To do that, one has to build mechanistic models that have this bidirectional coupling between structure and function. It’s not easy to do that because there is an implicit separation of temporal scales. If you want a digital twin—to do in silico psychopharmacology or psychosurgery for epilepsy, for example, or simulated TMS safely in your personalized digital twin—you have to have a proper model of what’s under the hood: what’s generating all of these multimodal data. This points toward improved models that generate both EEG and FMRI data that—in a complementary way—constrain your estimates of the neurovascular coupling and the intrinsic and extrinsic connectivity—at different timescales—so that you can understand slow fluctuations (say dynamic functional connectivity) in terms of the past fluctuations or synchronization at a microcircuit level. All of these wonderful questions are only addressable if you take the care and the time—and skill yourself in terms of early training—to build explicit observation, forward or dynamic causal models of the complex system at hand.

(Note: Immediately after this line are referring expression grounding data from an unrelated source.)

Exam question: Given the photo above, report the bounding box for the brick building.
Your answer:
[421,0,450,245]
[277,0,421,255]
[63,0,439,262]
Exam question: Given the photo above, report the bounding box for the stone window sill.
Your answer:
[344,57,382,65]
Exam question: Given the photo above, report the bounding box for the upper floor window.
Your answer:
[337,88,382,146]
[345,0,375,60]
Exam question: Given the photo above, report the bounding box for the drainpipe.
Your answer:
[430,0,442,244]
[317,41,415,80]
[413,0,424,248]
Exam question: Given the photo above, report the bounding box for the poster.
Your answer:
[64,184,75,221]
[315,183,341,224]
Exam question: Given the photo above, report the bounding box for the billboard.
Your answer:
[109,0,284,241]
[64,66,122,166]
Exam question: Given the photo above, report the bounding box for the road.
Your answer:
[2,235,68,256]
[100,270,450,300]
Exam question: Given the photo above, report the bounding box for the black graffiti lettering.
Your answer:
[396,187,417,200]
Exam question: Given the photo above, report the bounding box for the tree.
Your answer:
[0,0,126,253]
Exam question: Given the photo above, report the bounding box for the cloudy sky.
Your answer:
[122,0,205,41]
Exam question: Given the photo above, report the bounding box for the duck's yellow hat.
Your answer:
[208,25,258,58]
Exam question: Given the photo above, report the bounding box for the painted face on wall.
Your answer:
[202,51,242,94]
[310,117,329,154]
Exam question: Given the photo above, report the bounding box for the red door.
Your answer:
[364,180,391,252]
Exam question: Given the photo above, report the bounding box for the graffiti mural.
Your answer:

At the moment, I’m very frustrated because everybody wants to do deep learning, which of course is unexplainable. Because this kind of modeling is unexplainable, there is no mechanistic insight. So, that’s my little rant. That’s my frustration.
Marc, inspiring pioneer: share your wisdom and frustration and how can we transform that into something inspiring for the younger generation?
My favorite cell is the VIP neuron and we talk a lot about this, this is Mike Stryker’s big thing in arousal and how it plays an important role in this context. We simply forget about VIP, the protein that comes out the back door and goes over to the astrocyte and couples with norepinephrine to break down glycogen, as part of the process. To engage in the breadth of that set of ideas requires a diverse group of people sitting at a table and talking about this. So my frustration is the complexity of the problem and the necessity of having broadly based discussions of where we’re going with all this, because none of us has the ultimate tool that will give us all the answers we ever wanted. We need to work as a group of people of diverse backgrounds who can work together and compare the complexities of the things we all face.
Footnotes
Author Disclosure Statement
The authors declare that no competing financial interests exist.